Zaktualizowano dnia 16 kwietnia 2021
Rzadko się zdarza by wynik meczu przesądziły bramki strzelone tuż po rozpoczęciu pierwszej połowy. Tym bardziej, że to faworytom spotkania ściągnięto koronę z głowy. Real idący jak burza przez kolejne rundy Primera Division, tym razem został zatrzymany przez zespół, który bronił się przed spadkiem do niższej ligi. Mowa tu o FC Valenci, która pokonała Królewskich 2:1.

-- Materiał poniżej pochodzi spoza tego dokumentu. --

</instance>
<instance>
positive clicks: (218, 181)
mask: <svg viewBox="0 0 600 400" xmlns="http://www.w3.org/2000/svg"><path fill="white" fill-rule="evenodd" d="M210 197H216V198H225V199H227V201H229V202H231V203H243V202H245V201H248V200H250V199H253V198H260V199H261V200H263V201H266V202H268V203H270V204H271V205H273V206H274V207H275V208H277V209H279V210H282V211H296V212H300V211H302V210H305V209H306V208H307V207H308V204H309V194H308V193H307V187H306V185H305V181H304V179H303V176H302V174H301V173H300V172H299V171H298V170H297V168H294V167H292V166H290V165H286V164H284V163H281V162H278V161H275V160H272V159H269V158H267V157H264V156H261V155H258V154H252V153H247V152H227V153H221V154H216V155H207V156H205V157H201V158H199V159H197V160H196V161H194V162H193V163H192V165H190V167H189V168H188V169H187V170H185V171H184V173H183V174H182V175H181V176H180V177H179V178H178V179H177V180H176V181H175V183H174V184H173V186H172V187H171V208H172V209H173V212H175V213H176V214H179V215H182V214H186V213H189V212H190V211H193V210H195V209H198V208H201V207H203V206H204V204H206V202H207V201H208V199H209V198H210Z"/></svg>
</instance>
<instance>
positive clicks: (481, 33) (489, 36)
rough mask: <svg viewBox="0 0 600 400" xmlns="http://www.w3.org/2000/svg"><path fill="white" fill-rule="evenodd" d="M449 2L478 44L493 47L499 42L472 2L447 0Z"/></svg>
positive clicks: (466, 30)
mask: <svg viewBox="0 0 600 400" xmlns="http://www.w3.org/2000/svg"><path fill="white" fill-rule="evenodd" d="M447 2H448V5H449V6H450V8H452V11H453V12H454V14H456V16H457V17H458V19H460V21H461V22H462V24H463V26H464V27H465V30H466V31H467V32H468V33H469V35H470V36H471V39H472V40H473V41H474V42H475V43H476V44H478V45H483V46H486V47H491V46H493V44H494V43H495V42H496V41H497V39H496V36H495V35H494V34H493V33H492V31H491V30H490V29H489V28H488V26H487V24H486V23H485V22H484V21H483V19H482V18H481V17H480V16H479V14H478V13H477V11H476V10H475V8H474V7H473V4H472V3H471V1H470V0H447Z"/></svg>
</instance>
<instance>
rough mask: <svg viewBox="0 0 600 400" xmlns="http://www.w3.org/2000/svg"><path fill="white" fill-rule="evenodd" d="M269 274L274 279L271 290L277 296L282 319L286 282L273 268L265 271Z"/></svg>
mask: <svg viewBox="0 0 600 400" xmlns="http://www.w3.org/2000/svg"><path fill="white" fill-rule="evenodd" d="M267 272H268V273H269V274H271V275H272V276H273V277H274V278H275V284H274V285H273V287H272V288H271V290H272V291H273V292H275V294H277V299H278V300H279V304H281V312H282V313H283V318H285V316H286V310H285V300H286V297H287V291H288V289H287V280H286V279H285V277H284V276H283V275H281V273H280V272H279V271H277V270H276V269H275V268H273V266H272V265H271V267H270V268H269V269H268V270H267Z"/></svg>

Nic nie zapowiadało sensacji. Trener Realu, Zidane zaufał rozsądkowi i nie wprowadził żadnych większych zmian w składzie zespołu. W podstawowej jedenastce znaleźli się: Keylor Navas, Dani Carvajal, Sergio Ramos, Raphael Varane, Marcelo, Casemiro, Toni Kroos, Luka Modrić , James Rodriguez, Karim Benzema, Cristiano Ronaldo. Był to skład już sprawdzony w poprzednich meczach Ligi Mistrzów. Niestety zasada mówiąca o tym, że zwycięskiej drużyny się nie zmienia, tutaj nie zdała egzaminu.
Real od początku spotkania popełniał kardynalne błędy w obronie. Winowajca utraty pierwszej bramki był Raphael Varane. W 5’ minucie spotkania niedaleko pola karnego zlekceważył Simona Zazę, który szybkim obrotem ciała znalazł się w idealnej pozycji do strzału. Jego celny strzał w okienko zamienił się na bramkowa przewagę. Po tym incydencie Real chciał szybko dojść do wyrównania i rzucił się do ataku pozycyjnego. Można by rzec, że piłkarze Valenci tylko na to czekali. Królewscy zostawili wówczas zbyt duże luki w linii pomocy, co ułatwiało rozegranie kontry. I tak tez się stało w 9’ minucie spotkania. Bohaterem 2 gola był Chilijczyk, Fabian Orellana.
Przed końcem pierwszej połowy Real raz jeszcze wyprowadził atak, tym razem z lepszym efektem końcowym. Akcję główkową zakończył Ronaldo, tym samym dając nadzieję na wygraną. Tak się jednak nie stało. W drugiej połowie nie padły żadne bramki i 3 punkty zgarnęła Valencia.